In his previous role, Mr Bell managed the General Motors manufacturing plant in Rayong, in Thailand. The plant produced 130,000 vehicles annually and employed almost 3000 people.
The vehicles were exported to more than 170 countries, including Australia, where they are rebadged as Holdens and Izuzus.
This plant, which was built from scratch five years ago, is regarded as the world's best car making plant in terms of safety.

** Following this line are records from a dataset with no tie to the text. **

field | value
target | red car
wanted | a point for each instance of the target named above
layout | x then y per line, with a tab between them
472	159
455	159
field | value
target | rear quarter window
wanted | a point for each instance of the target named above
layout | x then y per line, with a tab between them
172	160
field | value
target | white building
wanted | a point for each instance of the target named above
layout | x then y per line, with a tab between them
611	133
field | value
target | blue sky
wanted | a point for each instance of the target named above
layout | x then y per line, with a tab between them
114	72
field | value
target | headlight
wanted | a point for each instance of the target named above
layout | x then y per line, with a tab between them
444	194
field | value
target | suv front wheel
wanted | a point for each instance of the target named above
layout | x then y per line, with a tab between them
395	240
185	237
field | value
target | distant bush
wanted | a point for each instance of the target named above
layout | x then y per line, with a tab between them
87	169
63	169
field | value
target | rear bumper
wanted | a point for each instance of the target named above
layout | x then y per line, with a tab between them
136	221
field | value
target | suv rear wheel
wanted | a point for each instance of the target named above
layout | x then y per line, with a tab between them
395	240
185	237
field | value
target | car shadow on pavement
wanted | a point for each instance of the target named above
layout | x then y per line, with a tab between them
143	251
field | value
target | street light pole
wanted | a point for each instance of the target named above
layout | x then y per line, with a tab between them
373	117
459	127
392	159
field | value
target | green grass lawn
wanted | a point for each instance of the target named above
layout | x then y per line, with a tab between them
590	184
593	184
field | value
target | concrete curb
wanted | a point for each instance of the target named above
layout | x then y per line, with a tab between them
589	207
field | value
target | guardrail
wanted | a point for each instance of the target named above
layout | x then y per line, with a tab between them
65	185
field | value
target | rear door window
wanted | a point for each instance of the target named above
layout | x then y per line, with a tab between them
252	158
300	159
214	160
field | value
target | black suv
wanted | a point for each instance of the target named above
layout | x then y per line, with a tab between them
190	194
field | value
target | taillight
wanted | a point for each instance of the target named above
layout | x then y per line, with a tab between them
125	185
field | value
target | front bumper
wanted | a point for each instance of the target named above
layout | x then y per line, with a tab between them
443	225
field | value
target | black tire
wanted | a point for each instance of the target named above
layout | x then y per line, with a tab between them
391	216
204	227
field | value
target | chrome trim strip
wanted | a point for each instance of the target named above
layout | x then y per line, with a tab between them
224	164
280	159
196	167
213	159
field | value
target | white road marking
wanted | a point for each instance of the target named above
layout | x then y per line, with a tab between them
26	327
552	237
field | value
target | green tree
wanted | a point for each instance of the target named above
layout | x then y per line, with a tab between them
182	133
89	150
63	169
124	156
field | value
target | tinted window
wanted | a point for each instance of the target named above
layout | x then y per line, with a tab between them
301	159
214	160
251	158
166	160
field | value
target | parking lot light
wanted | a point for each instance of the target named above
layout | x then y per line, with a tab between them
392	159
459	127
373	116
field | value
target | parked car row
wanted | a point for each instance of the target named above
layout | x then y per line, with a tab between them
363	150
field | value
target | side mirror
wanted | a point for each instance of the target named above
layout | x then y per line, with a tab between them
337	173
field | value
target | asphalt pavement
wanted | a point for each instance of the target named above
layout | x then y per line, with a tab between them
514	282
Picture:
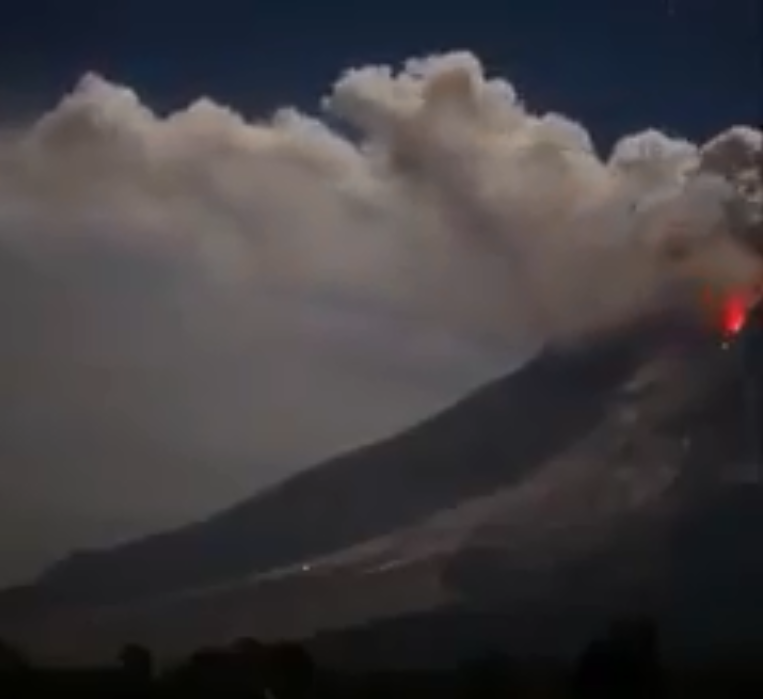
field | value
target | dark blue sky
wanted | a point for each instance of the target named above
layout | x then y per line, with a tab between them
617	65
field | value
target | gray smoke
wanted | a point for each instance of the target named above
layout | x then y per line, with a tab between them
195	304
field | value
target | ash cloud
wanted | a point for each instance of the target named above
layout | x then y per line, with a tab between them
196	303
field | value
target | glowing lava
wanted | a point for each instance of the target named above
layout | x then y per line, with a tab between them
734	314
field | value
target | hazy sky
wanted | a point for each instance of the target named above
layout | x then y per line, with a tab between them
195	308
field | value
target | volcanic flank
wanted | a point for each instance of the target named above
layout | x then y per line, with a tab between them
591	482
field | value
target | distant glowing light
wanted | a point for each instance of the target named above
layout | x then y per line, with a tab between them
734	314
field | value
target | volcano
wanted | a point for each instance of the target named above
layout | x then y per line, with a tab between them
616	476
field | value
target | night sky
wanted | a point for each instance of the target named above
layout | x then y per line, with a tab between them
688	66
125	370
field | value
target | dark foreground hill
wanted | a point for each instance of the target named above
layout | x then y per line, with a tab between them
590	483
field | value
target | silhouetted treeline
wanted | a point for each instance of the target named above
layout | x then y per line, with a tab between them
623	663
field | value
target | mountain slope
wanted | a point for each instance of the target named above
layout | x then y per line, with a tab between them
489	440
581	486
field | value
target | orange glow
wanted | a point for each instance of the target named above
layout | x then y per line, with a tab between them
734	314
729	312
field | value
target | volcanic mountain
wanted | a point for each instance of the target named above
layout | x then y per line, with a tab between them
593	481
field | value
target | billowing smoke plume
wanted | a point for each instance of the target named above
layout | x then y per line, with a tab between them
169	281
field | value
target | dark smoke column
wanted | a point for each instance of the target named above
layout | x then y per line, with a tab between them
752	355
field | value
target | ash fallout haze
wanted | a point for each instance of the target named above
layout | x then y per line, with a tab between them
204	289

It notched up more than 40 million man hours without a lost time injury.
Mr Bell spent 17 years with GM, starting out at the company's Holden factory in Elizabeth, South Australia.
He originally trained as an engineer with BHP at Whyalla in South Australia, then had a brief stint with Tubemakers in Adelaide before joining General Motors.
During his time with GM, he worked on a range of projects overseas, including in the United States and Indonesia before moving to Thailand in 2003.
Mr Bell said the switch from the motor vehicle to fridge manufacturing industry was not such a significant change.
"Some of the fundamentals are pretty much the same," he said. "It is the basic discipline of manufacturing ... you are not down on the shop floor telling someone how to do something, you are looking more at the system in place and how it can be improved."
He said manufacturing was diminishing in most western countries.
"That is one of the challenges for us here, to be competitive," he said.
The line that Australia could not compete with Asian countries because of low wages and poor working conditions was a myth when applied to the fridge industry, he said.
The main competitors for Electrolux were manufacturers from Korea, where wages were on a par with those in Australia, he said.
"Labor is not a defining element ... so it comes down to how efficiently we can manufacture our products," he said.
"You have to be cost competitive and make a quality product; every day you have to be getting better."
Mr Bell said one of the key roles of his position would be to "promote more team work so that we are all going down one path".
"That is my job really - how we focus on what we really need to do to make the place work."
Mr Bell said one reason he had returned to Australia was to raise his children here. He and his wife, Helen, have two young children.